Getting physical with Android, NFC and the ADK

Android meets Arduino as the ADK and NFC allow new physical interfaces.

Android is rapidly extending beyond the phone and becoming a hardware hub, with capabilities that allow a wide range of applications and interface possibilities. Features like Near Field Communication (NFC) and the Open Accessory Development Kit (ADK) are opening new arenas for developers.

Brian Jepson (@bjepson) is an O’Reilly editor and hardware hacker who’s recently been focusing on making things with technologies like Arduino and Android. Jepson and Tyler Moskowite (@tmoskowite), a programmer and engineering intern at Make Magazine, will be presenting a workshop on “Getting Physical with Android: Open Accessories & NFC” at the upcoming Android Open Conference. I recently spoke to Jepson and Moskowite about the convergence of Android and hardware hacking, and what it might mean for the Android ecosystem.

Our interview follows.

What does Android’s openness allow developers to do?

Android logoBrian Jepson: I think the biggest thing is that it allows developers to experiment. On iOS, you have to spend money to even deploy apps to a phone that you own. And unless you put an app in the App Store or sign up for the Enterprise or Academic programs, you can only distribute apps to 100 devices total. It’s cumbersome. I love that you can “sideload” apps on Android: make an app, distribute it outside the Android Market, and people can use it.

Tyler Moskowite: Allowing developers to reproduce their own versions of the Android operating system has resulted in many custom versions of Android. The most notable one is Cyanogen Mod, which provides the base for lots of custom Android systems.

What kinds of things are makers building with NFC, the Accessory Development Kit, and Arduino?

Brian Jepson: I haven’t seen much being done with NFC, though I did a wacky demo with it that involved Processing, Arduino, and Twitter. But there have been lots of cool things done with the ADK. I’ve seen everything from tablet-controlled dancing robots to a cell-phone-controlled ball maze inspired by the life-size labyrinth at Google I/O.

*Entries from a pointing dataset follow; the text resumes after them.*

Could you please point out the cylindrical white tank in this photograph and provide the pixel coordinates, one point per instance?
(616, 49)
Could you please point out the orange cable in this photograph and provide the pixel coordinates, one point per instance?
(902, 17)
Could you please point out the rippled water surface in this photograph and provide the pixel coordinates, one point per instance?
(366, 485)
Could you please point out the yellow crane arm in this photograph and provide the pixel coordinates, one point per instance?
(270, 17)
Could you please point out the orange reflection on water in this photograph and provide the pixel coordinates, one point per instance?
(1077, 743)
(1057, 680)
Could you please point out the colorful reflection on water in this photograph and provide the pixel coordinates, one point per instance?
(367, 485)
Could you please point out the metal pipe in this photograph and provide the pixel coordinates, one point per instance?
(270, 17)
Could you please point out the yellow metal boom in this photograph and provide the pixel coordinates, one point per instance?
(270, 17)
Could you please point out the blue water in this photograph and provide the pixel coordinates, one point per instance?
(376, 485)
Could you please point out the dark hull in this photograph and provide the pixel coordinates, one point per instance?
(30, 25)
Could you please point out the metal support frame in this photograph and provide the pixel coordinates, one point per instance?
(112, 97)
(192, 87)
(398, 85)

There have been interesting projects going on with Arduino since before the ADK. In fact, I built a variation on Tero and Kimmo Karvinen’s Soccer Playing Robot (from Make: Arduino Bots and Gadgets) and brought it to Google I/O. This combined Android and Arduino, but they communicated over Bluetooth instead of a cable, the way the ADK currently works. Tero and Kimmo’s robot is one of my favorite Android/Arduino projects. Amarino is also very cool, though it’s more of a platform for connecting Arduino and Android.

How big a problem is fragmentation in the Android ecosystem?

Brian Jepson: It’s more noticeable to me because I work with things like NFC and ADK that require a very recent version of Android. I don’t know how big a deal it is for lots of other folks. I can look at the fragmentation dashboard, and yeah, it’s not pretty. At least Android 2.x is dominating. But it’s a problem and a headache for developers. I figure Google can mitigate the problem, but I don’t see them ever making it go away.

Tell us a little about the Mini Maker Faire event at Android Open. What kind of makers are you looking for?

Brian Jepson: We are looking for anyone who has made something cool using Android and related technologies. We’d love to have a broad spectrum of crafts, electronics, robots, and so forth.